Biggest Problems in Real Estate

    I frequently reference what I think is the biggest problem in real estate – hundreds of thousands, if not millions, of buyers sitting on the sidelines because the media are scaring the sh*t out of them with FALSE headlines about a pending real estate crash.

    It is happening again this week in fact, as CNBC’s Diana Olick is again blatantly misinterpreting the latest housing market data in an effort to convince us we are all doomed (tomorrow’s blog).

    Anyway, it is very ironic that the 2nd biggest problem in real estate is one of the main reasons why the media are so wrong with their predictions of doom.

    2nd Biggest Problem in Real Estate = 600,000 Active Listings

    Per our friends at FRED, there were fewer than 600,000 active listings at the end of February in the entire country.

    This is not only close to an all-time record low, but it is also a very far cry from the FOUR MILLION listings we had in 2007 prior to the 2008 meltdown.

    And – as we all know now, the primary reason there are so few listings is “Mortgage Rate Lockdowns.”

    Sellers do not want to sell their homes, if they have an interest rate of 3% or less, when they have to buy a new home in a 6% to 7% interest rate environment.

    Unintended Consequences

    As a quick sidebar, this is an excellent example of the unintended consequences of government action.

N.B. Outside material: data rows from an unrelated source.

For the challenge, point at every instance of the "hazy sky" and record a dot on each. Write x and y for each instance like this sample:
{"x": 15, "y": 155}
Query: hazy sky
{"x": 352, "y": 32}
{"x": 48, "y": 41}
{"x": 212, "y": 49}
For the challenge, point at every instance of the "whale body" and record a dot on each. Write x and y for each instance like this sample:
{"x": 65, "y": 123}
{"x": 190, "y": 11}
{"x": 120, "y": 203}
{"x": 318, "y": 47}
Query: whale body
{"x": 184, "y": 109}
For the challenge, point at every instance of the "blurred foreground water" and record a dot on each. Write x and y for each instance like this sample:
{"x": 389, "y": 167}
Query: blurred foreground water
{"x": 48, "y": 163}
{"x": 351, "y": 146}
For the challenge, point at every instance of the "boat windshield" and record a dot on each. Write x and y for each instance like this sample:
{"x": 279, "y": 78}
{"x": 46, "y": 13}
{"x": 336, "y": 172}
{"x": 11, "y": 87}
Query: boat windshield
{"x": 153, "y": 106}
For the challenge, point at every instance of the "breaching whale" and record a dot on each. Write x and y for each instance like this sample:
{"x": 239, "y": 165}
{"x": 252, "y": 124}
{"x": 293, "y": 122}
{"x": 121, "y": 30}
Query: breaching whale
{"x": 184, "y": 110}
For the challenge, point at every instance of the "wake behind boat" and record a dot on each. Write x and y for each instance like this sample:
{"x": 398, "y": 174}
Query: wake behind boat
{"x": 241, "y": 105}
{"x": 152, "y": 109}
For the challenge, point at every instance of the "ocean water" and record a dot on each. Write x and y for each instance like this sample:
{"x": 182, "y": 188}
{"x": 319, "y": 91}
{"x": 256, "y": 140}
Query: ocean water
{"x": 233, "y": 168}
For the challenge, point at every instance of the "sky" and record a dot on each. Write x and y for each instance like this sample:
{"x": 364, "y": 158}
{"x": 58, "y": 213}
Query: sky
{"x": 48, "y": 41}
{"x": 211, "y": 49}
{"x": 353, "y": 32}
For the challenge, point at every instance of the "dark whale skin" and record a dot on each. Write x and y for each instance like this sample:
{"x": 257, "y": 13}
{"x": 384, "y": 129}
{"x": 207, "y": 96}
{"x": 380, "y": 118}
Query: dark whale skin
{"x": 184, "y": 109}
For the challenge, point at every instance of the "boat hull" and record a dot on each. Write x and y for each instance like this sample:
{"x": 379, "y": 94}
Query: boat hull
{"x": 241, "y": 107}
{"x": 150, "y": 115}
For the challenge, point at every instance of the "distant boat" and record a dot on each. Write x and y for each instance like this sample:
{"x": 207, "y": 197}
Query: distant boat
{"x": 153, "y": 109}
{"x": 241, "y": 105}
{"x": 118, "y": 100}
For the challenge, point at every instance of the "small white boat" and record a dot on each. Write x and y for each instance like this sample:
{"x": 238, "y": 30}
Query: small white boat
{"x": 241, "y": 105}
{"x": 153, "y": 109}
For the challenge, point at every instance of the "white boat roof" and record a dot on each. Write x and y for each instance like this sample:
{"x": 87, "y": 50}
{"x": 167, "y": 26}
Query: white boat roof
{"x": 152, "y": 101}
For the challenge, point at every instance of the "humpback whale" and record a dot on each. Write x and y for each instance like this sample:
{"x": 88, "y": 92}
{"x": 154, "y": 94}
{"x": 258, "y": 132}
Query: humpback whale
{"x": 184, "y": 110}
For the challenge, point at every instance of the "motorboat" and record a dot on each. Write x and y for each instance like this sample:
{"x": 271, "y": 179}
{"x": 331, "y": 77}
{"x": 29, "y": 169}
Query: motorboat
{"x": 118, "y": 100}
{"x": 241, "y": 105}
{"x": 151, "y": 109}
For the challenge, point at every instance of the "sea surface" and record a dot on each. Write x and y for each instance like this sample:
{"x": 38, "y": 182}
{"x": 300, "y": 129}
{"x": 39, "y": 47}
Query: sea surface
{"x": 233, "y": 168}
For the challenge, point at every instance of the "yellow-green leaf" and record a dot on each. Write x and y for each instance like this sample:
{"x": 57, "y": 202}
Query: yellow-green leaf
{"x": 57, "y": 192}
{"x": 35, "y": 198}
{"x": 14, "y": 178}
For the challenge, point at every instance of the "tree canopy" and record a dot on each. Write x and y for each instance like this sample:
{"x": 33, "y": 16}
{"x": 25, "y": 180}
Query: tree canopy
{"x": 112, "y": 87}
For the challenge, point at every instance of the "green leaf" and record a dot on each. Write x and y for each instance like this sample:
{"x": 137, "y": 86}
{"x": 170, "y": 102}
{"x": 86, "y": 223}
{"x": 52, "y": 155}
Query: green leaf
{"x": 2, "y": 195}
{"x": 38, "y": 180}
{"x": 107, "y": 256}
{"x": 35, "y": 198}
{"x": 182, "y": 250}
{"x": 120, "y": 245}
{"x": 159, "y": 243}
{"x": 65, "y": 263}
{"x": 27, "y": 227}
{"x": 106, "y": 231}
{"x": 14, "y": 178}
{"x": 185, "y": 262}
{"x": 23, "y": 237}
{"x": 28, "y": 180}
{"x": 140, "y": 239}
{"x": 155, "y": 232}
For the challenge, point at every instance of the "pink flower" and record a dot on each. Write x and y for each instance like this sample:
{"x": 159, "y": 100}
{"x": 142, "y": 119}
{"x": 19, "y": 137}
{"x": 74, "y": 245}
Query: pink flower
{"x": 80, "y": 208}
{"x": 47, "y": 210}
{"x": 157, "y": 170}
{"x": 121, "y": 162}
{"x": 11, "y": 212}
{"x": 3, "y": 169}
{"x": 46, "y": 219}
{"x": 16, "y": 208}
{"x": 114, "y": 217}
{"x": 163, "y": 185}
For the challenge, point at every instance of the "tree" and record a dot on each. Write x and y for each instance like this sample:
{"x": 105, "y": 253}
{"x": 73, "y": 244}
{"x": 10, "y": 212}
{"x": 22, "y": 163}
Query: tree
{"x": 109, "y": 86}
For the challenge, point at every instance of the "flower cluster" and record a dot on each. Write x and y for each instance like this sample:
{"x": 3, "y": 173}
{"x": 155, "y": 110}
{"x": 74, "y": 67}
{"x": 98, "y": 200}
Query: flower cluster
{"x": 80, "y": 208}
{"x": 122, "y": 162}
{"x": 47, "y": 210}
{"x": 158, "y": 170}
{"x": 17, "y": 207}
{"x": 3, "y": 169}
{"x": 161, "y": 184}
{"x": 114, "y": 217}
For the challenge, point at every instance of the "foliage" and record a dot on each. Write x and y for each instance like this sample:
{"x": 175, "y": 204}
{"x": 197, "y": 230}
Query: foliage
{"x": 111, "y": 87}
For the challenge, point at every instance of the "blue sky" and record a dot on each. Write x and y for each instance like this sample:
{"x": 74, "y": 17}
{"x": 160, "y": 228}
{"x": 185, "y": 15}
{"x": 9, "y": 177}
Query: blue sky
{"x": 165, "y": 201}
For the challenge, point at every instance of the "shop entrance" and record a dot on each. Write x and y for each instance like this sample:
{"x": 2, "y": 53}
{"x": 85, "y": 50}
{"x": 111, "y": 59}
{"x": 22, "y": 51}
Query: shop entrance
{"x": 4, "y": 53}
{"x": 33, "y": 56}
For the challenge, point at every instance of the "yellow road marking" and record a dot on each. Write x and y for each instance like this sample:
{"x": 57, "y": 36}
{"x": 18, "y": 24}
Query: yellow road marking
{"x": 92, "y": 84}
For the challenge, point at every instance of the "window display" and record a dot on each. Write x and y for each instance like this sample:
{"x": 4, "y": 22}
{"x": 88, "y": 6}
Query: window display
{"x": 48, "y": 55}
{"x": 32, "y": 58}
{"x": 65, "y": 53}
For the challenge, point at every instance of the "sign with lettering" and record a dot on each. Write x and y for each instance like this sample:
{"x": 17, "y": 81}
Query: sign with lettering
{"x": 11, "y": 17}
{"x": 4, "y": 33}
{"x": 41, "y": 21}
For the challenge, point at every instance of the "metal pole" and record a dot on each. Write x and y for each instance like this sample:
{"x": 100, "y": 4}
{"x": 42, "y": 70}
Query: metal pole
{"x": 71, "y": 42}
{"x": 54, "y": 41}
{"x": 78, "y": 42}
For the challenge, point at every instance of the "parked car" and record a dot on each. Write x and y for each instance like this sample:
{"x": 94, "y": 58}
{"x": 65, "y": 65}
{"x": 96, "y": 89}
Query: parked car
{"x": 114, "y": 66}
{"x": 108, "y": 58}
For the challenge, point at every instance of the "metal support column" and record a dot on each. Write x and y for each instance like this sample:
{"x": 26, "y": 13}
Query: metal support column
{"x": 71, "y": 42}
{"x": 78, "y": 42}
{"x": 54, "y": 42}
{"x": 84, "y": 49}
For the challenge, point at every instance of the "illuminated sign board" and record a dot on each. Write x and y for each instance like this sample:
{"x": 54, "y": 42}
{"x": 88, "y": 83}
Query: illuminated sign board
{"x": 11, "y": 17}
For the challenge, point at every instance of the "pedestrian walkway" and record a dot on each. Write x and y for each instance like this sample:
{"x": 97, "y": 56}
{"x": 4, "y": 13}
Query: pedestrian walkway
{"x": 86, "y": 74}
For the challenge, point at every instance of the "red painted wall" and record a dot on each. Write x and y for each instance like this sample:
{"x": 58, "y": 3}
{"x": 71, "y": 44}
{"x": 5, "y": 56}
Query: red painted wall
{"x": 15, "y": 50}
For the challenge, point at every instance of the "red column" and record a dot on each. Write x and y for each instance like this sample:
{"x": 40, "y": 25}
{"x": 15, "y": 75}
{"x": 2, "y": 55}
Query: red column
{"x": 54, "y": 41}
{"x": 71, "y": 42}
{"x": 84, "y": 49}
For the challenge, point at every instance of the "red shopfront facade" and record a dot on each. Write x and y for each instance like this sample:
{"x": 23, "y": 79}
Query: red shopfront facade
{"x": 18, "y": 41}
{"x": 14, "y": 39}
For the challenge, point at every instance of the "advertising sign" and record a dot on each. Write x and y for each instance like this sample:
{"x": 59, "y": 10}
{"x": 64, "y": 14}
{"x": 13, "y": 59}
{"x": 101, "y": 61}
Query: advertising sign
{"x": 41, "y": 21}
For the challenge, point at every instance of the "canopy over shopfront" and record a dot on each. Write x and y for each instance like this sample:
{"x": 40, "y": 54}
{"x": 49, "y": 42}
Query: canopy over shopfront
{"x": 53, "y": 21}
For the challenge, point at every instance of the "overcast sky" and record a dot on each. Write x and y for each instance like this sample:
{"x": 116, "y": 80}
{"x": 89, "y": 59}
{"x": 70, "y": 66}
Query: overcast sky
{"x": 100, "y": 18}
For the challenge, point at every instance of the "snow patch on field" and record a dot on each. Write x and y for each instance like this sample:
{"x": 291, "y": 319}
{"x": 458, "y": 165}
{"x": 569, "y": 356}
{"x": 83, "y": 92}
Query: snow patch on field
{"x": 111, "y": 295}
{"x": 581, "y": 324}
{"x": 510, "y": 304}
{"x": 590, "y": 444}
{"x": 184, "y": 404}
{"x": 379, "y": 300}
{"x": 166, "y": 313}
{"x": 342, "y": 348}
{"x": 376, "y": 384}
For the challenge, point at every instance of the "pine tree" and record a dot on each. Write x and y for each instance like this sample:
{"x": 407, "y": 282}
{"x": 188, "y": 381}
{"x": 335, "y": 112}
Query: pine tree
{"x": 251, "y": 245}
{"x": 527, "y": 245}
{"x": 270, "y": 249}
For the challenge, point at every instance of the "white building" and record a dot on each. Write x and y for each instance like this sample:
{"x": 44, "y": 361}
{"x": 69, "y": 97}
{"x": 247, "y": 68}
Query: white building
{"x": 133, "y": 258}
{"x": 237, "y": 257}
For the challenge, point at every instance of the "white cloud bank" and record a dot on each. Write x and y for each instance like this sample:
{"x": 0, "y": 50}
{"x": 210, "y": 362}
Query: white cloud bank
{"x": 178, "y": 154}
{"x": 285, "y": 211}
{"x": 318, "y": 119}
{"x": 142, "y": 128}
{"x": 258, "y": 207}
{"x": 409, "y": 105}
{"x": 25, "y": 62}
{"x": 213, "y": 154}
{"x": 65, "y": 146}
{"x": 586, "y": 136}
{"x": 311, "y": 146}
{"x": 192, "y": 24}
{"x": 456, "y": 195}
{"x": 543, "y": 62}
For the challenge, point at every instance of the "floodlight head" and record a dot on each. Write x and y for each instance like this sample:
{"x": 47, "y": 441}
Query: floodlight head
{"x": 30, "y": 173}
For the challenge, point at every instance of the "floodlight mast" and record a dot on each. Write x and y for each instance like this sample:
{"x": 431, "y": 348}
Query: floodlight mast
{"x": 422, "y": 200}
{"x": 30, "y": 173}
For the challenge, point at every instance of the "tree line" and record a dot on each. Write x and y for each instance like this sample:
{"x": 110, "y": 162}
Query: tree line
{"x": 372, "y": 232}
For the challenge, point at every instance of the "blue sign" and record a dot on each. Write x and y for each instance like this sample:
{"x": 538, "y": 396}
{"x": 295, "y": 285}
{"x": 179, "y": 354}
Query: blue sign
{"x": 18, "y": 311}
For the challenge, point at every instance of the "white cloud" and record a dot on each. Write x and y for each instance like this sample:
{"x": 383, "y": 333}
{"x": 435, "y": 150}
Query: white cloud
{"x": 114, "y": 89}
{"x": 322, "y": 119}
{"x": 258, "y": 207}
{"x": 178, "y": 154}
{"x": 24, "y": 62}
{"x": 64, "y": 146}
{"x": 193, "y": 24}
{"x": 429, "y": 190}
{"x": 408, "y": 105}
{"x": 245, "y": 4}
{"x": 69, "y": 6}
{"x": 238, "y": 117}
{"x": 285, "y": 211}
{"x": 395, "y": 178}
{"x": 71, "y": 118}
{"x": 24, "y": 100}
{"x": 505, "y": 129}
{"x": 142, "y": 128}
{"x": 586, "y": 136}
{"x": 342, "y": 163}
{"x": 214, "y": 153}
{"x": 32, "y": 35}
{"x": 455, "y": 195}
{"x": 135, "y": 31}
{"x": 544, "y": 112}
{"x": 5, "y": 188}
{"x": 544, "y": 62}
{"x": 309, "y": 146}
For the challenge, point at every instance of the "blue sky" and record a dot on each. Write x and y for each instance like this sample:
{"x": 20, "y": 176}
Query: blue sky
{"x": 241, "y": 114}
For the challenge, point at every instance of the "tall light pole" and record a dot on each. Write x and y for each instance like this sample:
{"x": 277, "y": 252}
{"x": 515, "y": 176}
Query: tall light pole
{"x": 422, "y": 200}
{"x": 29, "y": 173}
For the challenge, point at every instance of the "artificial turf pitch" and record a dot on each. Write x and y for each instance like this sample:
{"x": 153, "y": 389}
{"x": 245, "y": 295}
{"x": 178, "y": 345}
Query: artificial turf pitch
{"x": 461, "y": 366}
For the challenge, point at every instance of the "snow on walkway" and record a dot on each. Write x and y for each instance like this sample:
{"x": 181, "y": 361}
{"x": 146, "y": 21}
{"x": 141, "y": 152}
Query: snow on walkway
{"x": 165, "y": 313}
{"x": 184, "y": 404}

    When the Fed helped push rates down to record-low levels, we all cheered – thinking what could go wrong?

    Well… home values were pushed through the roof, many buyers could not compete in multiple bid situations, and now we have a severe inventory shortage.

    Solution to the 2nd Biggest Problem = Lower Rates

    Fortunately, we will likely see a solution to the 2nd biggest problem this year, as rates are very likely to fall – for reasons I have mentioned about 738 times (give or take).

    Barry Habib continues to focus on falling inflation as the reason rates will fall, and he brought it up again today in his morning update.

    NOTE THOUGH that Mr. Habib expects rates to go UP tomorrow, as he thinks tomorrow’s scheduled inflation report will be WORSE than expected; he does not expect the really beneficial inflation reports to surface until May.

    Jeff Snider, in contrast to Mr. Habib, is focusing on the extreme likelihood of continued financial crises, involving banks in particular.

    Snider is looking at the mad scramble by banks for more liquidity and better collateral as indications of the severity of the current crisis, pointing out how we saw similar mad scrambles for liquidity in 2020 when COVID hit and in 2008.

    If readers want more info or details, they might listen to Mr. Snider’s podcasts this week.

    In any case, I tend to believe Mr. Snider because he has not failed us yet, and more crises mean much lower rates.

    And much lower rates will likely result in many more listings.

    Problem solved.

    The rest of the world may melt down later this year, but we in the mortgage and real estate worlds will likely be very busy (not unlike what happened during the COVID lockdowns).

    Expected Lifespan of CALHFA’s Dream Program: < 90 Days

    This a brief reminder that CalHFA’s Dream For All Program (100% financing/shared equity program) will very likely run out of funds in the near future.

    Hence, agents and borrowers need to move quickly if they want to take advantage of it.